Terpene synthases (TPSs) catalyze the transformation of linear, achiral isoprenoid diphosphates into structurally diverse, often polycyclic and stereochemically complex terpene hydrocarbons. Class-I TPSs, the dominant type of TPS enzymes, are metal-dependent carbon–oxygen lyases (EC 4.2.3) which operate by cleaving the C—O σ-bond of the pyrophosphate ester functionality of the substrate to generate a carbocation that can then undergo a series of electrophilic cyclizations and rearrangements. The enzymatic reaction (or catalytic cycle), is terminated by carbocation neutralization via proton loss or addition of a nucleophile to produce a hydrocarbon and a molecule of inorganic pyrophosphate [10]. Hundreds of cyclic monoterpene (C10) [11], sesquiterpene (C15) [12], and diterpene (C20) [13], [14] carbon skeletons result from the precise carbocationic-guided transformations (reaction cascades) mediated by the individual TPSs. Myriad downstream enzymes (cytochrome p450's, glycosyltransferases, acyltransferases, etc.) subsequently tailor terpene hydrocarbon scaffolds to produce the wealth of terpenoids found in nature.

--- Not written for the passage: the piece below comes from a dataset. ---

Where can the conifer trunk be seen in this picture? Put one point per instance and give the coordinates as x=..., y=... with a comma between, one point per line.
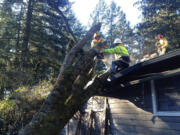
x=70, y=91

An increasing body of sequence information from bioinformatics analysis of genomics data indicates that an enormous number of terpene synthases are encoded by plants and microorganisms with several hundred in bacteria alone [15]. These observations coupled with the biological and industrial importance of terpenes and TPSs, have recently motivated the development of novel biochemical methods for kinetic characterization of TPSs [5], discovery of TPS enzymatic activity [9], and chemical characterization of TPS enzymatic products [15]. While gas chromatography–mass spectrometry (GC–MS) has been the principle method for the analysis of volatiles produced by TPSs, the radioactive assay has been the bio-analytical tool of choice to assay the kinetic competency (or catalytic efficiency) of these enzymes. More recently, a GC–MS single vial assay was developed for product (sesquiterpenes) identification and adapted to enable enzyme characterization of libraries of mutant enzymes [7] and native plant TPSs [16] by standard steady-state kinetics [5], [17] with non-radioactive material. Steady-state kinetics of sesquiterpene synthases has on occasion been determined by measuring the release of pyrophosphate (PPi) in a commercially available fluorometric assay kit (PiPer™, Invitrogen). This later method however has not been, to our knowledge, validated against either of the well-established techniques (radioactive or GC–MS assay).

In this work, we described a rapid colorimetric assay for measuring the catalytic efficiency of TPSs and its applicability as a high-throughput screening tool of TPSs activity in vitro. We adapted the malachite green (MG) assay as a fast, accurate, and inexpensive alternative to existing methods for measuring kinetics of phosphate-producing enzymes. The MG assay has been used for a number of years as a simple colorimetric method for the determination of inorganic phosphate [18], [19], [20], [21], [22], [23], [24], [25] as well as for kinetic analysis and evaluation of enzymes involved in primary metabolism [26], [27], [28], [29], [30], [31]. On one occasion, it has been used for estimating optimal conditions for the activity of a prenyl diphosphate synthase [32]. In our study we employed the MG assay as a coupled assay wherein the pyrophosphate generated by a TPS is subsequently broken down by a pyrophosphatase to produce two molecules of monophosphate that further react with molybdenum to form a coloured complex that can be then measured by standard UV spectrometers. We demonstrated the utility of the MG assay by measuring the catalytic efficiency of three mechanistically distinct native enzymes from A. annua and N. tabacum. We validated the method by comparing the values estimated from the MG assay and the established radioactive and GC–MS vial assay on the same enzyme preparations. Finally, we demonstrated its potential as a tool for high-throughput applications.